Sunday, April 2, 2017

Clickers and discussion in the flipped classroom

Lecture flow

Figure 1. Lecture flow
"Lectures" consist of a short introduction followed by Socratic questions and discussion. Ad hoc microlectures address lacunae.  With 200 students in the classroom, options for discussion and participation are limited, but not zero. My clicker question and discussion strategy follow online examples and colleague recommendations. Succinctly, this entails posing clicker questions for which points are only given to correct answers. Students have about a minute to figure out the answer by themselves. I count down five seconds to the end and give extra time if students ask for it. After the poll closes, it reopens on a new round of the same question. Students can collaborate in the second round by interacting with neighbors, TAs, or asking me for clarification. Voting preferences are displayed on the laptop computer running the clicker base displaying the degree of comprehension. When comprehension is high, I usually close the question (on the Clicker receiver) and then proceed to cold-call a student from a random list to discuss the different answers.

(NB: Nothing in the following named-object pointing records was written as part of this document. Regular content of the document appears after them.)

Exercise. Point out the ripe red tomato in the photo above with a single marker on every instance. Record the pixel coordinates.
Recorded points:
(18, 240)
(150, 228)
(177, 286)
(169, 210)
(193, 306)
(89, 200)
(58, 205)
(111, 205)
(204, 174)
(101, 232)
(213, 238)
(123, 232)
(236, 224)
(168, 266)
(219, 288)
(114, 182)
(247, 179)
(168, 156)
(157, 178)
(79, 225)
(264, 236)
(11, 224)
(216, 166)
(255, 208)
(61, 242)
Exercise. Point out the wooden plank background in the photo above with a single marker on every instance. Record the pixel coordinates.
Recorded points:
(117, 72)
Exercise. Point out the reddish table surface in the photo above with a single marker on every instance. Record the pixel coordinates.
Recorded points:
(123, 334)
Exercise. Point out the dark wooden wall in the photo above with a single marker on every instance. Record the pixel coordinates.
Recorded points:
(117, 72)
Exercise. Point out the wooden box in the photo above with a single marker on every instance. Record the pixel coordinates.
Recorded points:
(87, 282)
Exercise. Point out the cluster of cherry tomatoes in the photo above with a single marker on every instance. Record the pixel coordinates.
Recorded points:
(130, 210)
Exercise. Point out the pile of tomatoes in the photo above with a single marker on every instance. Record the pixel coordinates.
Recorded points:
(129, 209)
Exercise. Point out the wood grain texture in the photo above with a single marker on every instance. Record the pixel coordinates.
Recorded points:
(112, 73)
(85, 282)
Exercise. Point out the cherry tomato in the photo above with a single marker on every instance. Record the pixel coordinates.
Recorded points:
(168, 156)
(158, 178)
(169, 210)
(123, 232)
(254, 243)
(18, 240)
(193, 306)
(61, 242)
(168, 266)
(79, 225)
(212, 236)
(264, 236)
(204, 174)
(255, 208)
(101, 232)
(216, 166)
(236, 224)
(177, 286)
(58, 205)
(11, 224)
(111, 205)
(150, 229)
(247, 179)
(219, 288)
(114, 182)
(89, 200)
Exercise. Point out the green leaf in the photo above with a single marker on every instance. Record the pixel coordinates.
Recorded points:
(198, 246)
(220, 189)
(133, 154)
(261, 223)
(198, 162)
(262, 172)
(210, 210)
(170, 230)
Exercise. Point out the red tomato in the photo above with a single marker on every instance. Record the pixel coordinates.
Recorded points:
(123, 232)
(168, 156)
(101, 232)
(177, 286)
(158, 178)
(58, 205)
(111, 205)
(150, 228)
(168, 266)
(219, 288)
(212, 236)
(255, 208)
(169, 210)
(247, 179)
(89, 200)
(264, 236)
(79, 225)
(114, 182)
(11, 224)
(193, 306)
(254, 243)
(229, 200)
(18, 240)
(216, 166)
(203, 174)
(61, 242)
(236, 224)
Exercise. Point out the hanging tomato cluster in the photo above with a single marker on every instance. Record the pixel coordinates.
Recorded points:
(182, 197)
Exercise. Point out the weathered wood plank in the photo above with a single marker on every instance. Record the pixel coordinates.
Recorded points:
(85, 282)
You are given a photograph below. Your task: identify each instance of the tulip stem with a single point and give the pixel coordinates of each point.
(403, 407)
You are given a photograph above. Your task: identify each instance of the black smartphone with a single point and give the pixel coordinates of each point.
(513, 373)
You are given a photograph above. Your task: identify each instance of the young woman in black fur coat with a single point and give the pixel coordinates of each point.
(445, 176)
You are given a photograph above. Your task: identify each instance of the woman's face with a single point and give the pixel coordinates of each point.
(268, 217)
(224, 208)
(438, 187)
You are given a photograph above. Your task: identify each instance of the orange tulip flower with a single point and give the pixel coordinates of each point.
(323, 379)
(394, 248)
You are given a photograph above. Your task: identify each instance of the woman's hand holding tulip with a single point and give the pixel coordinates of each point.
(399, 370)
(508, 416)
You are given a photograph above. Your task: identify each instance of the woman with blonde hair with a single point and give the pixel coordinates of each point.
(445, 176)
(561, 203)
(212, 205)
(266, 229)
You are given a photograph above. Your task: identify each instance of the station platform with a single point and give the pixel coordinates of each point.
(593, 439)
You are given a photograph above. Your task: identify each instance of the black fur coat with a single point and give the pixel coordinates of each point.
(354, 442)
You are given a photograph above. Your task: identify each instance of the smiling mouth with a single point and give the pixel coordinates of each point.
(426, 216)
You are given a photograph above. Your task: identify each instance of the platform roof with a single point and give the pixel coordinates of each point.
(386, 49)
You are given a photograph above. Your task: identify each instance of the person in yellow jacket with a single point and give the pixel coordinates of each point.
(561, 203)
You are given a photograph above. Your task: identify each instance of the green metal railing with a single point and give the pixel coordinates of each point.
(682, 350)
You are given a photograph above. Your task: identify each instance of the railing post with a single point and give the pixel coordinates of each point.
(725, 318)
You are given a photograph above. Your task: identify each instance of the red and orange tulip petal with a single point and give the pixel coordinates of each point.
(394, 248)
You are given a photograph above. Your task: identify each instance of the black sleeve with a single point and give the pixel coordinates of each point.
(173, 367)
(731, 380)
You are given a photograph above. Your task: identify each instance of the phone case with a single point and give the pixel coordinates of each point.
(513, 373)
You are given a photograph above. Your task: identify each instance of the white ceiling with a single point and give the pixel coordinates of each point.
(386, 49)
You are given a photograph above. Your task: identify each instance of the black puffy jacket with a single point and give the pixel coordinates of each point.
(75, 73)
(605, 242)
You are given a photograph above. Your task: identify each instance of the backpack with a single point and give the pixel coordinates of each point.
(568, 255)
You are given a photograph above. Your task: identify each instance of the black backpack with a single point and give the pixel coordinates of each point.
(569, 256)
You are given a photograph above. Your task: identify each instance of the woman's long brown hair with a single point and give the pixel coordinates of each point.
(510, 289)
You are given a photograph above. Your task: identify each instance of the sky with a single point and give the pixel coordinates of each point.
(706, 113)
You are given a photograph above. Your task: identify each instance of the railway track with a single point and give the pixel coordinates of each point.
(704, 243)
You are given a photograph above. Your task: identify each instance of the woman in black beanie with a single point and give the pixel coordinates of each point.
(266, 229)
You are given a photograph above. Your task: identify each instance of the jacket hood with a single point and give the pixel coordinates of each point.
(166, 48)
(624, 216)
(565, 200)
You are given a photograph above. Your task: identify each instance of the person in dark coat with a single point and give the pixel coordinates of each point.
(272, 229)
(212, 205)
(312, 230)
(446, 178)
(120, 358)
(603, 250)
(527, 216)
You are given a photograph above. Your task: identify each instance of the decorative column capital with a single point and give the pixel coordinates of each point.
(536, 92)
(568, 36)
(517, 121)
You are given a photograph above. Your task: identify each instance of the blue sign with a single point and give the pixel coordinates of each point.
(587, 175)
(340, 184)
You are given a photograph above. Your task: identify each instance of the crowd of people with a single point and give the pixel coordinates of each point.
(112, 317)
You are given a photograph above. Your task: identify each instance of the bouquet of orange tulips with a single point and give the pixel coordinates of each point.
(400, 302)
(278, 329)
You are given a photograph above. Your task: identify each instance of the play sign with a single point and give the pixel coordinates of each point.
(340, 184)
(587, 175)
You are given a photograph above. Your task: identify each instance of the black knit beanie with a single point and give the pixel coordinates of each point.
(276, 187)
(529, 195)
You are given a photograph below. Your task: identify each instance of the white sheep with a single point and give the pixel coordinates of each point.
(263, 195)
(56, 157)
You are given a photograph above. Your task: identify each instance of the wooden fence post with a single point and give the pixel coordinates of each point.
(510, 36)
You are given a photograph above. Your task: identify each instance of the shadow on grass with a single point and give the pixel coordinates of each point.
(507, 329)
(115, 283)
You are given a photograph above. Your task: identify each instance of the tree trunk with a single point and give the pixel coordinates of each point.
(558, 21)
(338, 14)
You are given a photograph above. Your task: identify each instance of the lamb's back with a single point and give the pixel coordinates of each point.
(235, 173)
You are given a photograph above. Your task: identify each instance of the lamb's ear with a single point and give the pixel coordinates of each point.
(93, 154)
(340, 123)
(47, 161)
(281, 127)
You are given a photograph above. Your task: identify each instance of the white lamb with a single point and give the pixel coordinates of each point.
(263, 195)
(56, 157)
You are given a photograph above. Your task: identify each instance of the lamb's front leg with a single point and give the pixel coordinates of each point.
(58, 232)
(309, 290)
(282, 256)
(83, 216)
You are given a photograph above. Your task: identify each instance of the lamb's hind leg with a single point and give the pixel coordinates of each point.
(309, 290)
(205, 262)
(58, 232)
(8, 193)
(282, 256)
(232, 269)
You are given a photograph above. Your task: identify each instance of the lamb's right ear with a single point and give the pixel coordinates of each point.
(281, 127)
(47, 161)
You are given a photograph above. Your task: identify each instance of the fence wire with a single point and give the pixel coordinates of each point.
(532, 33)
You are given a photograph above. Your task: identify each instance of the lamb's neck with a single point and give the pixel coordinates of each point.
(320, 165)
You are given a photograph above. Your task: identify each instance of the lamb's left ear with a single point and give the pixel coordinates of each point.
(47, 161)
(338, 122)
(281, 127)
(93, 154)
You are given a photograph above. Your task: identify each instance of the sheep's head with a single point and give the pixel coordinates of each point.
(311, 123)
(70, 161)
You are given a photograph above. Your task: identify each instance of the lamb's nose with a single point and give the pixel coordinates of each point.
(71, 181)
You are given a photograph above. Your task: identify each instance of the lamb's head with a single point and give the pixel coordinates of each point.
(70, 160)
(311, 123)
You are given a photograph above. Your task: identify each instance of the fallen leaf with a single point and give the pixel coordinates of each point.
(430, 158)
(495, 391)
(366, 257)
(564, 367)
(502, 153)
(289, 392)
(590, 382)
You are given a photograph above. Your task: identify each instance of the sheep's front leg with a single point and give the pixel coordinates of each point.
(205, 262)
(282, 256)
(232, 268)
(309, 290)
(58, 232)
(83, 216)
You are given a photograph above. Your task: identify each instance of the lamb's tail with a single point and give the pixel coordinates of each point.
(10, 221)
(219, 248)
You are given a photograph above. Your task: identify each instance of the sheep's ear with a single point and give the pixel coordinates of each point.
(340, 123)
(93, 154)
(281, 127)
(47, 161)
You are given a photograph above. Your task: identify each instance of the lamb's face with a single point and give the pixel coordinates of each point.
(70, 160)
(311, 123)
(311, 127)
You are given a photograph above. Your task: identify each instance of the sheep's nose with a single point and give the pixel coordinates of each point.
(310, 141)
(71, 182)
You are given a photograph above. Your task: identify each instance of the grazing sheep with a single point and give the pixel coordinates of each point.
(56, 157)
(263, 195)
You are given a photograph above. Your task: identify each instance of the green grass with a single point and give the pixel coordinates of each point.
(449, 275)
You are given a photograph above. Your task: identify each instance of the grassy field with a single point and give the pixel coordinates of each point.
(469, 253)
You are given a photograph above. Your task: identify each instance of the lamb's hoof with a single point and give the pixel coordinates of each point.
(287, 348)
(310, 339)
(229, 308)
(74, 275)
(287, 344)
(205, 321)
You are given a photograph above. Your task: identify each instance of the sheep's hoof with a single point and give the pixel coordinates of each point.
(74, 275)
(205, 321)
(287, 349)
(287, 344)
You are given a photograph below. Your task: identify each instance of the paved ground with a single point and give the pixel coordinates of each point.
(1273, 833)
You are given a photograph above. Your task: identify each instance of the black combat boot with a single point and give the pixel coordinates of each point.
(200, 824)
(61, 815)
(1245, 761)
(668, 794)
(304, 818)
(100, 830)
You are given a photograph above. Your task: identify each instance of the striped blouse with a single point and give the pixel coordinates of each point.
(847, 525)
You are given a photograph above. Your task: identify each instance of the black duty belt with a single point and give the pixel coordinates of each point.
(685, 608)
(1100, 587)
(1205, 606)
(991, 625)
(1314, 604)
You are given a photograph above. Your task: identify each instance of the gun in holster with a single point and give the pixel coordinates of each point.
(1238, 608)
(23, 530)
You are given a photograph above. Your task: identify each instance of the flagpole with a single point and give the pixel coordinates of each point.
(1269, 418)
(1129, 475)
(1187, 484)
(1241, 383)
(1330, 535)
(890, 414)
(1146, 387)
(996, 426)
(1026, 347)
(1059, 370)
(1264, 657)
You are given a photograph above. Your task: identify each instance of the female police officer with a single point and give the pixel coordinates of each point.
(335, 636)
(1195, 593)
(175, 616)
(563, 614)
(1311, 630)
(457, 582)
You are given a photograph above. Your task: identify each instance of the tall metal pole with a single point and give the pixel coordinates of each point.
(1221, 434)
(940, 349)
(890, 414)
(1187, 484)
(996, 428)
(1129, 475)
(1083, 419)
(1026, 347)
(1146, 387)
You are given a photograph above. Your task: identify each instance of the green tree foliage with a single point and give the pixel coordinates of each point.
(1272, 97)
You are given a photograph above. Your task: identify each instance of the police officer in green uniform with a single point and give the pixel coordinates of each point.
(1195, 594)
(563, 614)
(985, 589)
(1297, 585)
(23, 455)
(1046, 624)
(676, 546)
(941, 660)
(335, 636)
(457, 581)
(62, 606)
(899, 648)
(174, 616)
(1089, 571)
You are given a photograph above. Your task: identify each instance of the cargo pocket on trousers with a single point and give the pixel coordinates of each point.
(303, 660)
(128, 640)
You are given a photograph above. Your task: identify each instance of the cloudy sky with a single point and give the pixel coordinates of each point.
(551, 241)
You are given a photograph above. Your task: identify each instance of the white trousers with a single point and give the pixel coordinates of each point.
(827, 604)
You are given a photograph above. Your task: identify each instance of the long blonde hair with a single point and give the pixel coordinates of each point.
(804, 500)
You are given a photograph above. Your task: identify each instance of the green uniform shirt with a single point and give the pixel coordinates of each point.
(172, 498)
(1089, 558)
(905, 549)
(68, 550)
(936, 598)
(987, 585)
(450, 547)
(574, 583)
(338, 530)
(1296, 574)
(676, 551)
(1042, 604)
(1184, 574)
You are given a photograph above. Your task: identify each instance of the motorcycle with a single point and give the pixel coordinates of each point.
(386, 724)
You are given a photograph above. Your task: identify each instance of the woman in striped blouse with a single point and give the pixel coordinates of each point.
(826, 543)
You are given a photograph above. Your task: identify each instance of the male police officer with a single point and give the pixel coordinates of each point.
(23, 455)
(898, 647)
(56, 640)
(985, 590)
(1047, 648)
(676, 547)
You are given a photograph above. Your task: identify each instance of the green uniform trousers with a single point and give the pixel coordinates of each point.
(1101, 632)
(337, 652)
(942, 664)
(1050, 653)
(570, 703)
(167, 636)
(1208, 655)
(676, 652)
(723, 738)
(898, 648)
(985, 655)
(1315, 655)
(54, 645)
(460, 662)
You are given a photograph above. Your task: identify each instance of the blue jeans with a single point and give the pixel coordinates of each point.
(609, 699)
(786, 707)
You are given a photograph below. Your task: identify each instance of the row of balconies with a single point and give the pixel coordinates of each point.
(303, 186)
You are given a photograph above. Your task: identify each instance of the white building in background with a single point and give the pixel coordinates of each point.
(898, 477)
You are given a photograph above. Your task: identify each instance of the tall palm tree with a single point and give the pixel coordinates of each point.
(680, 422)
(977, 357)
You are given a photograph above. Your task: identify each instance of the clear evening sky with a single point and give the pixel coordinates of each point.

When comprehension is low, I cold-call with the Clicker receiver still open and work with the students through the answers. This enables students to get at least some clicker points, prevents desperation, and keeps them focused on the question.

Student preparedness

Students are supposed to come prepared by work on the online module. While points and deadline on online quizzes stimulate compliance, experience and exit polls indicate that not all students come prepared.
Figure 2

Figure 2 illustrates students' response about their preparedness. It indicates that ~1/4 of the students come to class unprepared. I could ignore this fraction and tailor the lecture-discussion to the compliant rest. I am convinced this would be a bad idea, as it would dig a chasm between student types. My strategy instead is to aim for the middle, trying to keep the top students challenged while carrying along as many as possible.

Clicker question strategy

Clicker questions are a critical component of my course. Good planning and design is important for success. Bad clicker questions can throw the session into near chaos, causing confusion, delay, and students detachment from the lecture objective. The safest question, of course, is a dumb question, such as asking the students to spit back a fact that was just presented. It is also ineffective at teaching. In most lectures I attempt to take students though a Socratic journey that ideally should resolve into self discovery and deeper understanding. This is a more risky strategy, but one that offers potential higher rewards. I plan to illustrate successes and pitfalls of this in future posts.